Despite its often-dark subject matter, Brooks said he aims to write songs that are “spiritually uplifting and politically relevant.”
The Smiling & Beautiful Countryside ranges from comic hyperbole to the stark and horrifying acknowledgment of missing First Nations women in Canada. Still, Brooks acknowledges there are certain challenges faced by some he himself has never had to deal with.
“It doesn’t help that I’m a fat, white guy in my 40s,” he said.
The Smiling & Beautiful Countryside focuses on two types of killers – the human and the corporate. As with Brooks’ other works, the theme provides an undercurrent throughout the album. While the singer/songwriter said he does not set out to create concept albums, his works naturally tend toward having overarching themes.
“It starts naturally, but then I wind up approaching it almost like a collection of short stories,” he said. “I always think a song’s more impotent on its own than it is when it’s part of looking at the full spectrum of an idea.”

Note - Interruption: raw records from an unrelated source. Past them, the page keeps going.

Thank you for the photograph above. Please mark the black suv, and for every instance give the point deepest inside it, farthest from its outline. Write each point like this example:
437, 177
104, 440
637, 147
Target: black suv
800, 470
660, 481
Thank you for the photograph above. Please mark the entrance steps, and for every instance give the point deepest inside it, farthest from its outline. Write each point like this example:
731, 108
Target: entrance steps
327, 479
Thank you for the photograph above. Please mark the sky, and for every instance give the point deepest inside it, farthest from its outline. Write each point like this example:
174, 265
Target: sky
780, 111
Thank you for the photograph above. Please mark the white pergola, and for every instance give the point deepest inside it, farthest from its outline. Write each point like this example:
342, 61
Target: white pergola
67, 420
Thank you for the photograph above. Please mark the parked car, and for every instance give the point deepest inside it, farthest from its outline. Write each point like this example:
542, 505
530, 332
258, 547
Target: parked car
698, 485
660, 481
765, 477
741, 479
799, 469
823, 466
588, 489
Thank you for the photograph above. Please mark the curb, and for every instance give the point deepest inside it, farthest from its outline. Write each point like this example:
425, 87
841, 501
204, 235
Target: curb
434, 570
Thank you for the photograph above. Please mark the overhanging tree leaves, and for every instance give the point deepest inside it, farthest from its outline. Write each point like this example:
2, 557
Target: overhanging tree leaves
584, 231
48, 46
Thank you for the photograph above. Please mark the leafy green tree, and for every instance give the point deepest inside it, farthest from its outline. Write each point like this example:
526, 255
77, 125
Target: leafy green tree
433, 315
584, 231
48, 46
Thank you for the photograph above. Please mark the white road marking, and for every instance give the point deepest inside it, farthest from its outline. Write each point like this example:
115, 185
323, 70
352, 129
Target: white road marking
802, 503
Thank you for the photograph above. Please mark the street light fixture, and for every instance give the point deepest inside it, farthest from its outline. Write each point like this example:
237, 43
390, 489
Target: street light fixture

Brooks’ music career was interrupted when he stepped away to work on more lucrative endeavours and returned to university to get a degree. During that time, he worked as an usher at the Princess of Wales Theatre, a bike courier and a beer brewer for Steam Whistle among other gigs.
“It wasn’t until I married a woman with money who encouraged me to get back into it that I decided I could pursue this as a career,” he said.
While many artists love playing to a hometown crowd, Brooks has mixed feelings about his upcoming album release show at Hugh’s Room, where he hopes to see more than just familiar faces in the crowd when he performs early next month.
While he appreciates the support, he wants to feel his music is appreciated and not that people are coming out to catch his show simply because they know him and want to show support.
“There’s nothing more dreary than doing this for 10 years, looking out and seeing your cousin in the crowd,” he said.
Brooks will play Hugh’s Room, 2261 Dundas St. West, on Wednesday, April 8.